在《新青年》一眾同人編輯的努力下,於國內43個省市的94個代派處火熱售賣,一時發行量達到高峰五萬份,德先生和賽先生的大旗席卷於大江南北,眾多有誌青年開始相繼覺醒,北京大學提前成為這一代年輕人的「聖地」。

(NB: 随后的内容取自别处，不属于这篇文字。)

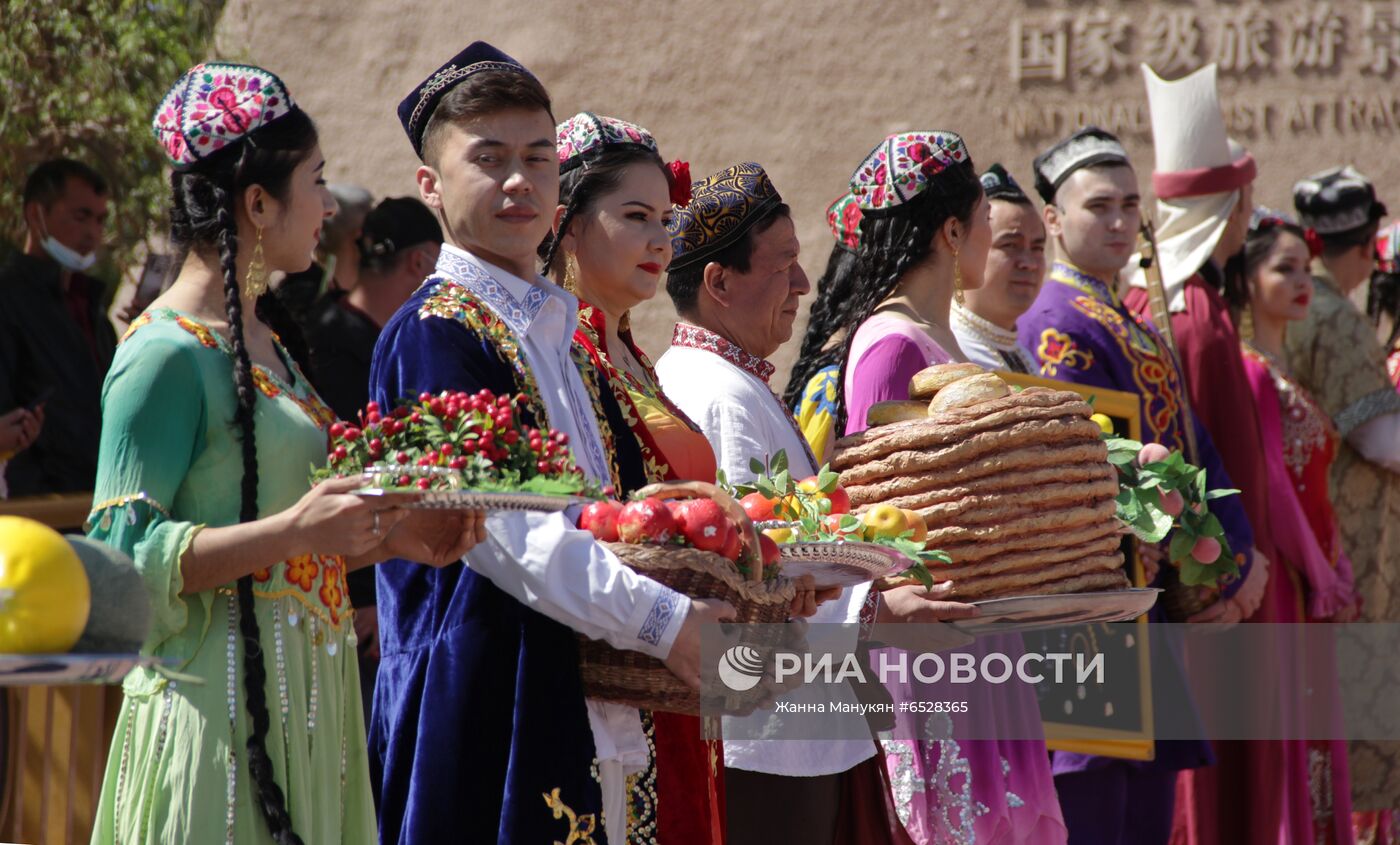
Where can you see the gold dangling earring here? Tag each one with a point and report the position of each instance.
(255, 283)
(570, 273)
(958, 295)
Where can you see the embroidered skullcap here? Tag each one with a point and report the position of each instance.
(417, 107)
(1388, 249)
(587, 136)
(213, 105)
(844, 218)
(1263, 214)
(723, 207)
(998, 185)
(1081, 150)
(906, 164)
(1337, 200)
(398, 224)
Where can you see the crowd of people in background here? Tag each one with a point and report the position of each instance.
(515, 270)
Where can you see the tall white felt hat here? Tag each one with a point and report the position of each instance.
(1193, 151)
(1197, 178)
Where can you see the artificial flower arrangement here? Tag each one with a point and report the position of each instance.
(454, 441)
(816, 509)
(1161, 494)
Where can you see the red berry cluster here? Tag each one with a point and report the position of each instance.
(480, 435)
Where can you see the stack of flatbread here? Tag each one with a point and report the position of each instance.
(1015, 487)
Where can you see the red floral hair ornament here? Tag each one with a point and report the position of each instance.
(1313, 241)
(678, 174)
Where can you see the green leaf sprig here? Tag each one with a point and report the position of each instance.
(807, 512)
(1140, 507)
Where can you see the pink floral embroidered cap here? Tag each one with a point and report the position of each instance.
(1388, 249)
(216, 104)
(844, 218)
(906, 164)
(587, 135)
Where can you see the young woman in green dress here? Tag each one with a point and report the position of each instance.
(249, 728)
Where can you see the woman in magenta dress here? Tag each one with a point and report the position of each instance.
(924, 238)
(1313, 584)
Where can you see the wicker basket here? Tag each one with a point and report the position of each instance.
(644, 682)
(1182, 600)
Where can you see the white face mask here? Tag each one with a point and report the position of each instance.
(66, 258)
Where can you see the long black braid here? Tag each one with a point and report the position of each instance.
(202, 216)
(891, 245)
(1383, 298)
(583, 185)
(270, 799)
(819, 349)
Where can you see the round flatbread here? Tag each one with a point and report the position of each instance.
(930, 381)
(968, 392)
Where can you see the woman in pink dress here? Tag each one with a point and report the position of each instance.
(1313, 584)
(924, 238)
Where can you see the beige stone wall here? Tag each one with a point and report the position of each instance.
(807, 87)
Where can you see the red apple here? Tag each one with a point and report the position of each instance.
(840, 501)
(1152, 452)
(1207, 550)
(770, 550)
(758, 507)
(647, 521)
(601, 518)
(704, 525)
(732, 544)
(678, 512)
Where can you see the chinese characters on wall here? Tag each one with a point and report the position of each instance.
(1304, 44)
(1099, 42)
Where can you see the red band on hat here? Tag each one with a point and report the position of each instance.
(1203, 181)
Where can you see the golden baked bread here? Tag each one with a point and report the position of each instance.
(973, 389)
(884, 413)
(958, 424)
(930, 381)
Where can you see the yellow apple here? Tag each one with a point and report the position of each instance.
(884, 522)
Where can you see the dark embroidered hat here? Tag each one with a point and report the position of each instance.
(1084, 148)
(417, 107)
(723, 207)
(1337, 200)
(998, 185)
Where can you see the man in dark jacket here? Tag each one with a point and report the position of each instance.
(55, 339)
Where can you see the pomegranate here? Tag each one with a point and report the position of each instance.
(1207, 550)
(704, 525)
(1152, 452)
(647, 521)
(601, 518)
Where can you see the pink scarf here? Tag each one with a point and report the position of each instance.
(1329, 588)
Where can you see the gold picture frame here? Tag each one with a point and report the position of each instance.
(1064, 736)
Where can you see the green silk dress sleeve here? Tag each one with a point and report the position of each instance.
(153, 421)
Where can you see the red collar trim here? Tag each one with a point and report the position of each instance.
(695, 337)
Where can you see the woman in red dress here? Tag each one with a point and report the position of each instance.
(1315, 582)
(611, 249)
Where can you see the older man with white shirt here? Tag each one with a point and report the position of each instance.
(735, 283)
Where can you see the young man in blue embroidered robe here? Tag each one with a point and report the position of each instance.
(1080, 332)
(480, 730)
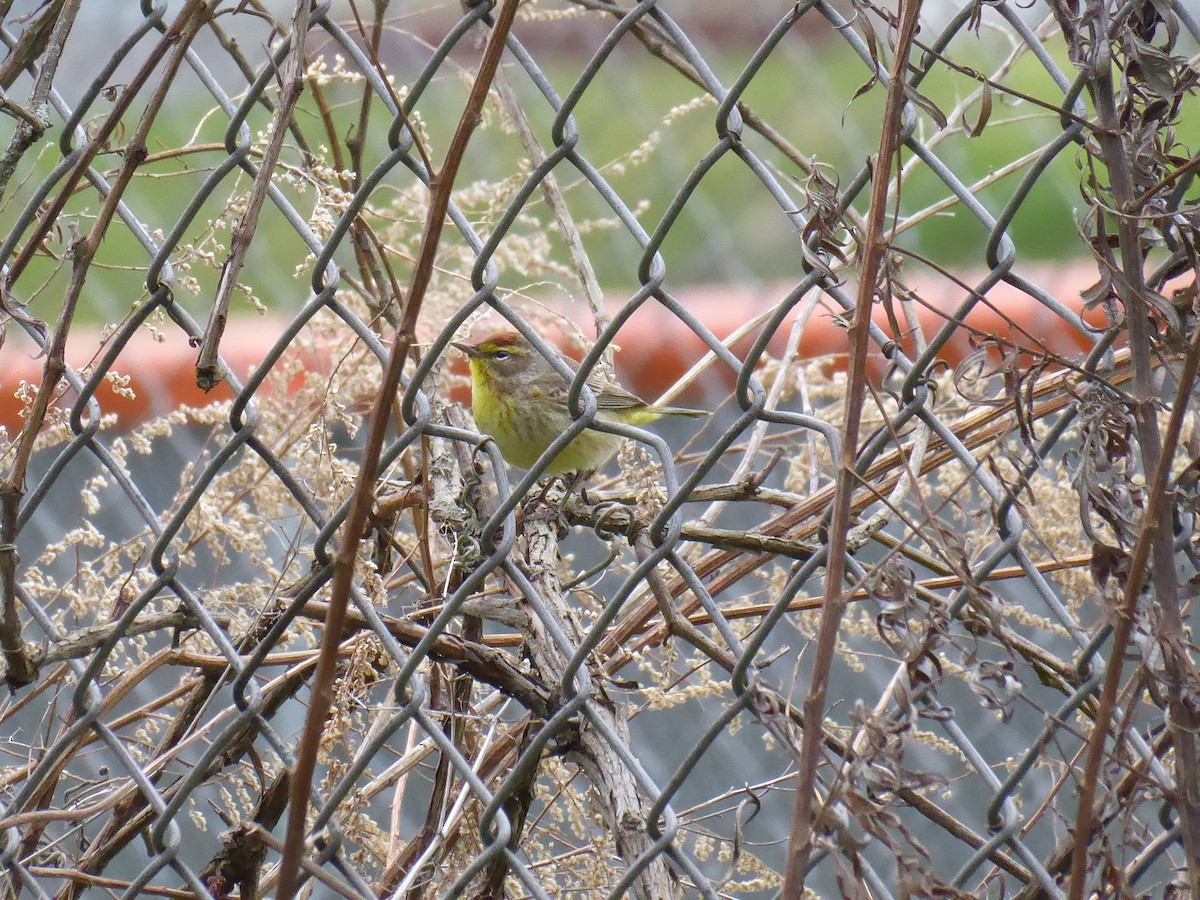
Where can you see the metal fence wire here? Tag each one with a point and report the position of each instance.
(906, 622)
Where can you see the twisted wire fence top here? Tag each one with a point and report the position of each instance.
(951, 564)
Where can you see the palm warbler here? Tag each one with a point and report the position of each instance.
(520, 401)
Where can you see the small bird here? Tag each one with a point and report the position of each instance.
(520, 401)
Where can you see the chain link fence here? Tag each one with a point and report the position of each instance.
(911, 621)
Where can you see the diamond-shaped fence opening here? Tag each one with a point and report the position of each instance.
(905, 612)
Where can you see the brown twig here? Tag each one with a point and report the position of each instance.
(875, 246)
(441, 185)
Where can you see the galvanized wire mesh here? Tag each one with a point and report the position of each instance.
(557, 693)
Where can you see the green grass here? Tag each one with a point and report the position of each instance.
(730, 228)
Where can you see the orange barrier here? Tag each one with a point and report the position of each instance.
(655, 347)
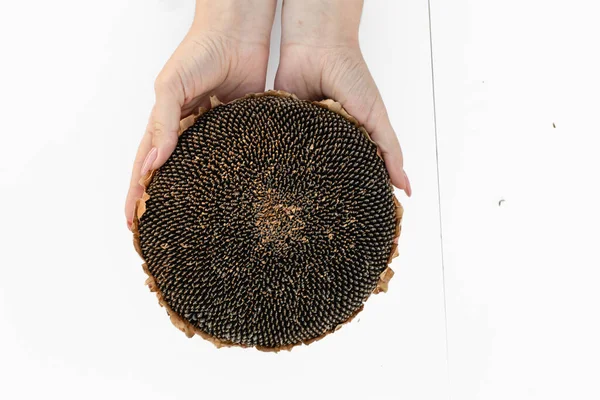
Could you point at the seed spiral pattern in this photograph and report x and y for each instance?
(270, 224)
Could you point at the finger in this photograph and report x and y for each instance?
(135, 189)
(164, 127)
(383, 134)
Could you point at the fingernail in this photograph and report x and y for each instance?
(150, 158)
(407, 189)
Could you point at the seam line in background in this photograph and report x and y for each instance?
(437, 162)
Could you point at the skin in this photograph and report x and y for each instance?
(225, 53)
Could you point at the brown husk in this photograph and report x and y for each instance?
(140, 208)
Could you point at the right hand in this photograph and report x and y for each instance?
(225, 53)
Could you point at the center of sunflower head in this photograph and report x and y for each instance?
(278, 222)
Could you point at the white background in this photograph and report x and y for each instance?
(509, 312)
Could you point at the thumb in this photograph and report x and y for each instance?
(163, 128)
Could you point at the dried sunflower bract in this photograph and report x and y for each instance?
(271, 223)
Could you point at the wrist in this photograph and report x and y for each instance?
(321, 23)
(248, 21)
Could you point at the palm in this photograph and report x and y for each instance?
(340, 73)
(217, 65)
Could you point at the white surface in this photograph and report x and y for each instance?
(522, 277)
(76, 321)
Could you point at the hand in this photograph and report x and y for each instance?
(320, 58)
(225, 53)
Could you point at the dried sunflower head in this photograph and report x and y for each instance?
(271, 223)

北京大學校園內,一眾學生正簇擁著站在高台上的文茵,聲情並茂朗讀著《新青年》上的文章。
「同學們,看看傑瑞先生說的話吧,句句振聾發聵,請允許我摘抄幾句給大家念一下。」
「如果現在隻有一扇窗,我希望永遠把它開上,不要失去和希望。」
「我寧可痛苦,我不要麻木,我不要我自己什麽都不知道,然後很滿足......」
念到最後,文茵幾乎是用盡全身力氣在嘶吼,嬌小的身軀蘊含著巨大的力量,餘音**漾在校園內,令所有路過的行人不禁駐足側目,究竟是一個怎樣的奇女子。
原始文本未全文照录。